Menschen träumen – das gilt für vergangene Jahrhunderte genauso wie für die heutige Zeit. Wie genau man in der Antike mit dem Phänomen Traum umging, zeigt die Altphilologin Marion Giebel in Träume in der Antike, einer kommentierten Sammlung von Quellen und literarischen Texten, die von den homerischen Epen bis zu Traumschilderungen der Spätantike zeitlich gut ein Jahrtausend abdecken.
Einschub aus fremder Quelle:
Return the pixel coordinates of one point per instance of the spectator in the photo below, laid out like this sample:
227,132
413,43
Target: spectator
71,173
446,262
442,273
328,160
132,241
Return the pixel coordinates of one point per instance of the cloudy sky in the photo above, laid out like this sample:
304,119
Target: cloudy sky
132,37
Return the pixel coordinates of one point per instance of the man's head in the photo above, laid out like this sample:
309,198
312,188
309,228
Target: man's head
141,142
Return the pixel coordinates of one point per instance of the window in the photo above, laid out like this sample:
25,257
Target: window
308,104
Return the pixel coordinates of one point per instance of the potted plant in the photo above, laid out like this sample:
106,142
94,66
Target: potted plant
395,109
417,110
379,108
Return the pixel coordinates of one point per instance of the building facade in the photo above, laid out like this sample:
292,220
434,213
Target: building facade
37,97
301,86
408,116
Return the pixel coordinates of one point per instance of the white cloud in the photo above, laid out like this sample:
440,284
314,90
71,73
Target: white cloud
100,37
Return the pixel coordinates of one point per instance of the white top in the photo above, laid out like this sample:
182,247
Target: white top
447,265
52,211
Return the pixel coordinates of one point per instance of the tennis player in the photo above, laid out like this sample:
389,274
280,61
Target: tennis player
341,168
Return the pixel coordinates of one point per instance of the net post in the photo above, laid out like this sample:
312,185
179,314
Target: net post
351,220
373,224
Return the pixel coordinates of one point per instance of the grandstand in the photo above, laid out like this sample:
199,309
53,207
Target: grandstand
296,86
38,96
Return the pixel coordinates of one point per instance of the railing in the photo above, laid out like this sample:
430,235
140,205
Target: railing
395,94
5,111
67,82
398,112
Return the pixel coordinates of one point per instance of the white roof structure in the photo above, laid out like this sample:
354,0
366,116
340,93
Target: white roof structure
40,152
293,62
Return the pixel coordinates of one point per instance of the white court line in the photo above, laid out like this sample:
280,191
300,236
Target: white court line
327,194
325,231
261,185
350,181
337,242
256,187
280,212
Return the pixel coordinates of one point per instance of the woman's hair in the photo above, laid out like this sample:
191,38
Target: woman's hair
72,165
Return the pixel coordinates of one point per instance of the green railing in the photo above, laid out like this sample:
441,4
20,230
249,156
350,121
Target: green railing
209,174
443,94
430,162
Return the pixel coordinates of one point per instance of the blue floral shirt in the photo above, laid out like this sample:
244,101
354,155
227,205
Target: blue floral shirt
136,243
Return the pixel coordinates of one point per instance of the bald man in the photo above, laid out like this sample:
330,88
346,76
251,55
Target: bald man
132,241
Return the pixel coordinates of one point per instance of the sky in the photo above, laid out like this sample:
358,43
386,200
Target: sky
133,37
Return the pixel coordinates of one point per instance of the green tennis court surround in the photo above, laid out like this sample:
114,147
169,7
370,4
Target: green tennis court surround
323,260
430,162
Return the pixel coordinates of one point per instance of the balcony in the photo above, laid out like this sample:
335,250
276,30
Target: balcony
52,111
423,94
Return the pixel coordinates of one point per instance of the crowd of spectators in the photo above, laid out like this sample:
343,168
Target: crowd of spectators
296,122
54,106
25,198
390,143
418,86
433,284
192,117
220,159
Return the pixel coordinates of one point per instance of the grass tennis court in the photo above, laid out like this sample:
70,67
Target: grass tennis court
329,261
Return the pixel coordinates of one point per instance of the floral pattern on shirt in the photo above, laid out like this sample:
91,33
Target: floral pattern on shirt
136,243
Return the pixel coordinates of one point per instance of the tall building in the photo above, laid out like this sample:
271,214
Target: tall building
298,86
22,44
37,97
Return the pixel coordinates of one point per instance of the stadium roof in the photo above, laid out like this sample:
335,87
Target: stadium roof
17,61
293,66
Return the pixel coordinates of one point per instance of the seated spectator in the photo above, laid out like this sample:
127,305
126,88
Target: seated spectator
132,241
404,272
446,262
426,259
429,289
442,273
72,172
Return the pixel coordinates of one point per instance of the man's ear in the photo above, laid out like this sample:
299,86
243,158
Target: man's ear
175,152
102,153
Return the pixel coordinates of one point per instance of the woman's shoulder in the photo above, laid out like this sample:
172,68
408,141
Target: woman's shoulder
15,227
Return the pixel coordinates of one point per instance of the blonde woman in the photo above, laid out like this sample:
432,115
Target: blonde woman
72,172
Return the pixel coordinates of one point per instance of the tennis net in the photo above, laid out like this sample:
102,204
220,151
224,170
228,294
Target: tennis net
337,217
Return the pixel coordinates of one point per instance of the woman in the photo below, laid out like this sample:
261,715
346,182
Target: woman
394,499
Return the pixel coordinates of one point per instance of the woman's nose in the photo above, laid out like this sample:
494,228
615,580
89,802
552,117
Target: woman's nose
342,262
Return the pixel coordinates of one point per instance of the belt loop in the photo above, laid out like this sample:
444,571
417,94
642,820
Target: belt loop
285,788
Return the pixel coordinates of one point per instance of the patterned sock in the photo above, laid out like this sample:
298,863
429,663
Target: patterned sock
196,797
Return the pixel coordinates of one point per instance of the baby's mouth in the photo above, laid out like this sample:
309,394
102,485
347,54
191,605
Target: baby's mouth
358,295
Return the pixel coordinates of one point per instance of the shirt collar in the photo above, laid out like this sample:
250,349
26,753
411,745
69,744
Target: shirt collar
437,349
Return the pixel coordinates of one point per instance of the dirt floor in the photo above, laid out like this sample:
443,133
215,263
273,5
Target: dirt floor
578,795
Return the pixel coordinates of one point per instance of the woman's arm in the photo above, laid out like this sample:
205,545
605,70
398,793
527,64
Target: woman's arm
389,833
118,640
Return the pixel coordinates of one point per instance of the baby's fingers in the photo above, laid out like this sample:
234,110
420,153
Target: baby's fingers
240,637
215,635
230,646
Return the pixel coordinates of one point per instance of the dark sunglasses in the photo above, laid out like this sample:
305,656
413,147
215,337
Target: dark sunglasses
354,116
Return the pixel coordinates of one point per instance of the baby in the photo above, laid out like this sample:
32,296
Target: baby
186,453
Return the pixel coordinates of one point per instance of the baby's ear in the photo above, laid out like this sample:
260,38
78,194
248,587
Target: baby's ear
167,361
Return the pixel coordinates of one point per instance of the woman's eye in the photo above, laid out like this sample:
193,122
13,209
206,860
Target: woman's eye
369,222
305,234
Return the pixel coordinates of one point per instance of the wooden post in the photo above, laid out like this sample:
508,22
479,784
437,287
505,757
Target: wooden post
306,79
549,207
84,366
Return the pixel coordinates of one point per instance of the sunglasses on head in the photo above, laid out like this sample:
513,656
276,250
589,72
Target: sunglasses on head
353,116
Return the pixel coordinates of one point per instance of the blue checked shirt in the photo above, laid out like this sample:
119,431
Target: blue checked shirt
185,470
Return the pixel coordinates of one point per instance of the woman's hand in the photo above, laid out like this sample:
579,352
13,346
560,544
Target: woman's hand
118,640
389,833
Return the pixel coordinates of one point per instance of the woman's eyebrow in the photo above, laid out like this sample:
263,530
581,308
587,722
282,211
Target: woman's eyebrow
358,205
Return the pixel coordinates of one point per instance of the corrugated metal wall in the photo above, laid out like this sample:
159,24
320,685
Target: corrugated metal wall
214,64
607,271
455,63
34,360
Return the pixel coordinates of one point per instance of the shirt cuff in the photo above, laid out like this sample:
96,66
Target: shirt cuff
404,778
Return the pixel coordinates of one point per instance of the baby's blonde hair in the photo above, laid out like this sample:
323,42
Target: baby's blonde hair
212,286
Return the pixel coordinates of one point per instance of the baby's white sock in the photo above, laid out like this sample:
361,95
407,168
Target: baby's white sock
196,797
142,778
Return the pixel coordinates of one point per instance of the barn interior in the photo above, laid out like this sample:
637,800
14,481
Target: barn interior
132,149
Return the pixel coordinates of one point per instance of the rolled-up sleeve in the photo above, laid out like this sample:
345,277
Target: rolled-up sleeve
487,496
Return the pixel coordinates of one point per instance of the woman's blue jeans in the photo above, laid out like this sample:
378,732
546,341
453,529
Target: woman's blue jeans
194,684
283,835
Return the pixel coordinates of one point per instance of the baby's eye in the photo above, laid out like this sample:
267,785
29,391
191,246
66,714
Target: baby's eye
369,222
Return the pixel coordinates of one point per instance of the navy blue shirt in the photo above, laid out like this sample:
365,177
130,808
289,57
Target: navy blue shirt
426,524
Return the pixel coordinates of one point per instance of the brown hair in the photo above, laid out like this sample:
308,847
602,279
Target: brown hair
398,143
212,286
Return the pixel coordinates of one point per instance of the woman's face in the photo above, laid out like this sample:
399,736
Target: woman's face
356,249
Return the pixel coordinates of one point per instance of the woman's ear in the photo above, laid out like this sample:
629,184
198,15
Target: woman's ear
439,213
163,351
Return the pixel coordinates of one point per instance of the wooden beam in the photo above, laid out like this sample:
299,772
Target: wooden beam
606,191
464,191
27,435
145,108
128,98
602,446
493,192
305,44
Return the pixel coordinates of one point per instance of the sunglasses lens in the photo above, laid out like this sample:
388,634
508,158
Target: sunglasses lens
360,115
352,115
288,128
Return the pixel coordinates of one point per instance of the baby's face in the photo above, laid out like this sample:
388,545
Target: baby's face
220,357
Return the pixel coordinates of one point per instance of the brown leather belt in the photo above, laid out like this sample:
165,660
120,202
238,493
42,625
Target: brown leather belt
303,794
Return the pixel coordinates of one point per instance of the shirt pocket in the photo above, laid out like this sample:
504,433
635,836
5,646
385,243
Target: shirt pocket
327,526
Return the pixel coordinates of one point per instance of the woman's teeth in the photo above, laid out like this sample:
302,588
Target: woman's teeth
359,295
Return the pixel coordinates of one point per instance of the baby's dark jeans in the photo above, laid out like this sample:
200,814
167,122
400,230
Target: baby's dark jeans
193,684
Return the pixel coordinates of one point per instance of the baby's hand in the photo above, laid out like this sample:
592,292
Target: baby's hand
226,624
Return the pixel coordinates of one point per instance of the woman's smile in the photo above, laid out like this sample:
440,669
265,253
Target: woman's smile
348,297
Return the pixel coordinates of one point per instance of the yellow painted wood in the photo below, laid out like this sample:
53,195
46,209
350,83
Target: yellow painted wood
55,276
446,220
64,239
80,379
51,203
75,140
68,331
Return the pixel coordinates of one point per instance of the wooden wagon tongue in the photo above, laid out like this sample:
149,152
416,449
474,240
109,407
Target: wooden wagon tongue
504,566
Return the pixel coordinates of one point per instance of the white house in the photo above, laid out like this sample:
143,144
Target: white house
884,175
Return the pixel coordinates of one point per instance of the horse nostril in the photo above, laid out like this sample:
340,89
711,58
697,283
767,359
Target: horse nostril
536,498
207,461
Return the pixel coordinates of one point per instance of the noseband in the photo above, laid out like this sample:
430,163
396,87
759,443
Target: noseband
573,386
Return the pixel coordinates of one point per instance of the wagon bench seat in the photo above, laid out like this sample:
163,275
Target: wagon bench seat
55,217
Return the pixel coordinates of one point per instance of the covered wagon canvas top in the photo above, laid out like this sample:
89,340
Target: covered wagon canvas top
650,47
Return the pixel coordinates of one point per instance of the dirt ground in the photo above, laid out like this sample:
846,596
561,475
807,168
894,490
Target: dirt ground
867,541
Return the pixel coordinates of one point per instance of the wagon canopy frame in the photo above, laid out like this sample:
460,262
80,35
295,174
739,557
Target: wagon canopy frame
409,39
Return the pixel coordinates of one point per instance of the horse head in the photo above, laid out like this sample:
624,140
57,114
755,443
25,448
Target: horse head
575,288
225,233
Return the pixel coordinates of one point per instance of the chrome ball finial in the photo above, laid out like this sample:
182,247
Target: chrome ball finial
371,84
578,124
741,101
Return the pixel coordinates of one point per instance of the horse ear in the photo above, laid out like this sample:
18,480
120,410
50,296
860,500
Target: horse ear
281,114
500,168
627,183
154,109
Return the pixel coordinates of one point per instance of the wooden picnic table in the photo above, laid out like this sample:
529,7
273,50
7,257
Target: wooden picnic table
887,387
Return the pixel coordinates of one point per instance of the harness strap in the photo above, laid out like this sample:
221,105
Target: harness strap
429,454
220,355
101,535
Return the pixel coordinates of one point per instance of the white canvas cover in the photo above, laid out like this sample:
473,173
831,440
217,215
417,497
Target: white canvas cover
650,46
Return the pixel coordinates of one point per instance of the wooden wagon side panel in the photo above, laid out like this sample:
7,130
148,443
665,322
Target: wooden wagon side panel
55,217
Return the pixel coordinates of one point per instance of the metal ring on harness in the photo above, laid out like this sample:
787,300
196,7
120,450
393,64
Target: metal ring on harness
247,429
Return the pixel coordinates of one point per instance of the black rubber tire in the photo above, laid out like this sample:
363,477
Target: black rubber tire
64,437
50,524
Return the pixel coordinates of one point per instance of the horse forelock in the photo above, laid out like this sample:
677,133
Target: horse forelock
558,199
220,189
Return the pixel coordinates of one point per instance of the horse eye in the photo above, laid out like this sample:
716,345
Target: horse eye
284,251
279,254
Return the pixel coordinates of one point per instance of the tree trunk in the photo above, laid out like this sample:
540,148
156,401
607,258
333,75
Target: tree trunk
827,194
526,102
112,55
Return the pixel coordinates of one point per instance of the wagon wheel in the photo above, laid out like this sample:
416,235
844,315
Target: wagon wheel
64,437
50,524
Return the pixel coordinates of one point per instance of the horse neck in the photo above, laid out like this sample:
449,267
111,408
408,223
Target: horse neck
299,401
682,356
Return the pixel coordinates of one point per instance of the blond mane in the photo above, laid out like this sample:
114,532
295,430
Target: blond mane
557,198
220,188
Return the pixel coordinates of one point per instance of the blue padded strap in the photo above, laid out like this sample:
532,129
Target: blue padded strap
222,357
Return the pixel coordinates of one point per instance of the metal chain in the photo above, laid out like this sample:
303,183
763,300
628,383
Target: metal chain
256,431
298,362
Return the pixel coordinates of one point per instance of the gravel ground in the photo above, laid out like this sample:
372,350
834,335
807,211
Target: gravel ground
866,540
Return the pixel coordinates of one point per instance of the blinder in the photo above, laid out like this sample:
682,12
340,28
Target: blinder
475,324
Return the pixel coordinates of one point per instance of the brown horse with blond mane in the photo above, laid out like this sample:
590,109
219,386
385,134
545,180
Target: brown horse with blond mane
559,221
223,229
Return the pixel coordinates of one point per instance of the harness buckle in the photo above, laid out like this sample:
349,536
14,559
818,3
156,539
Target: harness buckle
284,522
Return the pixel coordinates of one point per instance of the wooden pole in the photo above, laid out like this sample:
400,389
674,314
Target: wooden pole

Geordnet sind die einzelnen Beispiele jedoch nicht chronologisch, sondern in thematischen Gruppen. Das erste Kapitel nimmt Traumerzählungen aus Epos, Tragödie und Roman in den Blick und zeigt auf, wie antike Autoren von Homer über Vergil bis hin zu Apuleius ihre Figuren träumen ließen. Hier werden im fiktiven Kontext schon all die Funktionen fassbar, die Träume bzw. ihre Wiedergabe auch im realen Leben übernehmen konnten: Wie der zweite Abschnitt Die Träume der Mächtigen beweist, wurden tatsächliche oder nur vorgebliche Träume als Motivation für bestimmte Handlungen, als Vorzeichen oder als Reaktion auf Geschehnisse oft entweder propagandistisch ausgeschlachtet oder aber im Nachhinein zur Deutung historischer Vorgänge herangezogen. Die Quellen lassen erkennen, dass die Interpretation dabei durchaus von Person zu Person schwanken konnte. Während eher skeptische Zeitgenossen eine recht modern anmutende psychologische Perspektive einnahmen und Träume nur als unbewusste Verarbeitung dessen verstanden, was die Schlafenden im Wachzustand beschäftigt hatte, glaubten andere an das Wirken höherer Mächte.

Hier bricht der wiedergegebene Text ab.